Op 28 april en 11 mei 2006 heb ik me tot u gericht met het verzoek een discussie op gang te brengen over de positivistische onderzoeksmethode in het algemeen en die in de psychologie in het bijzonder. In uw brief van 3 juli 2006 heeft u me laten weten dat u op dat moment niet kon berichten of en, zo ja, op welke termijn u aandacht zou besteden aan de positivistische onderzoeksmethode.
In afwachting van verdere ontwikkelingen was uw brief van 3 juli voor een aantal mensen aanleiding om de discussie onder psychologen te voeren. Die heeft inmiddels onder het voorzitterschap van dr. A. Klukhuhn plaats gehad op de studiemiddag ‘Positivistische psychologie: geslaagd of mislukt?’ van 8 november. De sprekers waren prof.dr. W. van Hoorn, dr. M. Koornstra en ondergetekende. Er waren ongeveer 25 aanwezigen. Voorzover ik het kan overzien, waren daar nauwelijks of geen positivistische psychologen bij.
In de bijlagen I-III sluit ik de samenvattingen in chronologische volgorde bij (klikt u hier voor die samenvattingen). Bij die van mijn collegae plaats ik in bijlage IV de mijns inziens belangrijkste kanttekeningen (klikt u hier voor de notitie). Daarmee heb ik ook die delen van hun presentaties op 8 november, die relevant zijn voor de discussie over de positivistische psychologie, besproken, daar de inhoud van de samenvatting en die van de presentaties elkaar niet veel ontlopen.
Er is één uitzondering: de veelgebruikte tests met puntsschalen. Die worden besproken in het artikel ‘Puntsschalen, niet terecht toegepast’. Ik sluit het in aanvulling op ‘Het positivisme en zijn ongeldigheid’ van 28 april 2006 als bijlage V bij. De belangrijkste conclusie eruit luidt:

Veel psychologische tests hebben puntsschalen. Hun empirische houdbaarheid is echter niet aangetoond. Daarmee wordt de noodzakelijke stap tussen verklaringspoging en toepassing overgeslagen, wat niet terecht is en zelfs gevaarlijk kan zijn zoals wanneer ze gebruikt worden bij proefverlof of ontslag van TBS’ers. Het verdient daarom aanbeveling te bevorderen dat (i) het construeren van zulke tests niet meer aan de Nederlandse universiteiten wordt bedreven, en (ii) zulke tests niet meer worden toegepast, precies zoals dat met onvoldoende getoetste medicijnen en elektrische apparaten het geval is.

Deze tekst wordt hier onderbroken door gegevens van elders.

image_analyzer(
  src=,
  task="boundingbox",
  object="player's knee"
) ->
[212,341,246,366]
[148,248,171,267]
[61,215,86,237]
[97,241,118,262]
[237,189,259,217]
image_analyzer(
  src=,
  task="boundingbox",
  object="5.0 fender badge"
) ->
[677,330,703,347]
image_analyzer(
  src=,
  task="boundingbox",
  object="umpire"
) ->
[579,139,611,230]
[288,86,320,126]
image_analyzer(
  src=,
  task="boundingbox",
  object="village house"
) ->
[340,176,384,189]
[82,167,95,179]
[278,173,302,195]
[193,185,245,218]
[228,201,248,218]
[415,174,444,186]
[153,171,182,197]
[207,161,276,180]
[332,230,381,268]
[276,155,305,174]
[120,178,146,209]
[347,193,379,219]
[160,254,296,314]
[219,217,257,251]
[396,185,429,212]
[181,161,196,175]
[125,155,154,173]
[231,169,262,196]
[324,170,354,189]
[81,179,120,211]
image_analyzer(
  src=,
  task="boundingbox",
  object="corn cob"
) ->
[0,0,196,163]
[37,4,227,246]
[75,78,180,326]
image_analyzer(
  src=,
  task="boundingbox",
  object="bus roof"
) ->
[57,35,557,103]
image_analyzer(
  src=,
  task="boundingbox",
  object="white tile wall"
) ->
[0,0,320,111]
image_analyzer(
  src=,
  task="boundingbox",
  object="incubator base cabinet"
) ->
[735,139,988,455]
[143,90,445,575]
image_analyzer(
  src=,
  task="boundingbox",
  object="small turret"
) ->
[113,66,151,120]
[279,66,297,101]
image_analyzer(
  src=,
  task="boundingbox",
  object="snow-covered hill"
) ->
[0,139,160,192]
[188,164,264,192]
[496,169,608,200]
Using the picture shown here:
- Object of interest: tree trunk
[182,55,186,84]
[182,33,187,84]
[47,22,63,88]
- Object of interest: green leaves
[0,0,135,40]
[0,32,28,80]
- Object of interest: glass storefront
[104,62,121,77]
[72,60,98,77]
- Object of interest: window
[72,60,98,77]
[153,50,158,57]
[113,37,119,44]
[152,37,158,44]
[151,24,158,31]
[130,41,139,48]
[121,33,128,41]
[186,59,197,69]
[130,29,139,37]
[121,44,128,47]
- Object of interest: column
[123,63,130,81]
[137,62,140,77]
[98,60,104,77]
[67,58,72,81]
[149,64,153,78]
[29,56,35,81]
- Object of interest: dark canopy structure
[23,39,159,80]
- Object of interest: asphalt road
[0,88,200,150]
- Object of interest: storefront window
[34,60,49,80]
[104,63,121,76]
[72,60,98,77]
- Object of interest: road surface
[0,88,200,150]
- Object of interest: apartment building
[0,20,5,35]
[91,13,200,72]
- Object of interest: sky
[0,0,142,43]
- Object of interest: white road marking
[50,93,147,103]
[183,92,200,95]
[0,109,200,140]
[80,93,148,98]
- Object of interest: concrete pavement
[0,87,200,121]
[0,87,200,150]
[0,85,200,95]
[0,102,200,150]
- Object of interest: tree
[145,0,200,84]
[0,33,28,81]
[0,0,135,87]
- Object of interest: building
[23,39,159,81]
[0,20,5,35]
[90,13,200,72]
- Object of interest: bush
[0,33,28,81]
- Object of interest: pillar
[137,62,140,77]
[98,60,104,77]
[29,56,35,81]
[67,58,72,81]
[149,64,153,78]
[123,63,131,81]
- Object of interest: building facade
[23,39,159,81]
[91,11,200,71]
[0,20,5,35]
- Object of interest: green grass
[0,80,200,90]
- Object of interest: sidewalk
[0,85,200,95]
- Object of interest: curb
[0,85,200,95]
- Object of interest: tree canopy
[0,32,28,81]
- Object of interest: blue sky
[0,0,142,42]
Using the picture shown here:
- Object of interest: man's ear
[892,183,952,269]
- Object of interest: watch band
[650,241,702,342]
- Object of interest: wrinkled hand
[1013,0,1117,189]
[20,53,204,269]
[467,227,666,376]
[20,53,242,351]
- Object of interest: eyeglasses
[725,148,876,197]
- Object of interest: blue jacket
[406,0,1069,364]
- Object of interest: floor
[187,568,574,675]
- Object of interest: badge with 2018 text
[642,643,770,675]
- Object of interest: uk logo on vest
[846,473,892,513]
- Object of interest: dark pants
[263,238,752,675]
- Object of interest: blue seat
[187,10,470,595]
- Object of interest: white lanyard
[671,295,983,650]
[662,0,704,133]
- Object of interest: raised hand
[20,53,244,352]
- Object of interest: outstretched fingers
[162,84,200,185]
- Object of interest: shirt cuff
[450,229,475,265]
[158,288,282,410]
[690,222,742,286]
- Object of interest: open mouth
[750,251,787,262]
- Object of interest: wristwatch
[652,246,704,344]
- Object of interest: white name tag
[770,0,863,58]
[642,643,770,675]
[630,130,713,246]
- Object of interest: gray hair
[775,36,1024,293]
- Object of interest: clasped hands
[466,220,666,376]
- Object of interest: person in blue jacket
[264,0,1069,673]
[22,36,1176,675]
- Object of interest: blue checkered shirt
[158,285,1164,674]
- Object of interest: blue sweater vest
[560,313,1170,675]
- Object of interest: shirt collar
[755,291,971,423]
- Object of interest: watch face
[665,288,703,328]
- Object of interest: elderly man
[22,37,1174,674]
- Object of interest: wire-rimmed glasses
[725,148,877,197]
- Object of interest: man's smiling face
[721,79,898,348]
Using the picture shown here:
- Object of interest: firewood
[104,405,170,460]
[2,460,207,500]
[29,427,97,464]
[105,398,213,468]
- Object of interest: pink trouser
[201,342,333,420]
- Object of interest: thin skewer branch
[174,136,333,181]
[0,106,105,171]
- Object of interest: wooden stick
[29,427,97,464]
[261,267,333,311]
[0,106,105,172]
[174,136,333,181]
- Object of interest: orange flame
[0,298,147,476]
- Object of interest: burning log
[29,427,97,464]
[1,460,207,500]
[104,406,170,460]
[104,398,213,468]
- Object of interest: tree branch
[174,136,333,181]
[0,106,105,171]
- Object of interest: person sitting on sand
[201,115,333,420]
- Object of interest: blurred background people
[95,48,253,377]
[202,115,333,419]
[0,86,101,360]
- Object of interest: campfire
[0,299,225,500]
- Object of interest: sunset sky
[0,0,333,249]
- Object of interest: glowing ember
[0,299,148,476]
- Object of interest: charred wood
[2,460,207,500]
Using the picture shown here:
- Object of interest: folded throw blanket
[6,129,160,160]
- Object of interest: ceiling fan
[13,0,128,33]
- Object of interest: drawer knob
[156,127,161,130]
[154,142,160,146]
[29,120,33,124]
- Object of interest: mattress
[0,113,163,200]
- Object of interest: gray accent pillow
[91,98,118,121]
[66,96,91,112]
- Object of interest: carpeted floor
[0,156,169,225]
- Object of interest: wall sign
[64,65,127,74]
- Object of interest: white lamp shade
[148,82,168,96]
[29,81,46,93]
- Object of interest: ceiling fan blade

Hoewel het onderwerp strikt genomen buiten de studiemiddag viel, hecht ik er toch aan u te berichten dat er tussen de drie sprekers consensus is over het door Van Hoorn ingebrachte punt dat er aan de Nederlandse universiteiten te weinig aandacht is voor de theoretische psychologie en voor de Piagetiaanse psychologie.

Ik doe u dit schrijven toekomen om mijn verzoek van 28 april nog eens onder uw aandacht te brengen. Ik heb namelijk reeds langere tijd de indruk dat de discussie over de positivistische psychologie niet gemakkelijk onder psychologen te voeren is. Die indruk is door de studiemiddag van 8 november helaas niet weggenomen. Bovendien wordt er ook buiten de psychologie positivistisch onderzoek gedaan, voornamelijk in de gammawetenschappen. Ik hoop daarom dat u over mijn verzoek van 28 april op afzienbare termijn tot een besluit zult kunnen komen.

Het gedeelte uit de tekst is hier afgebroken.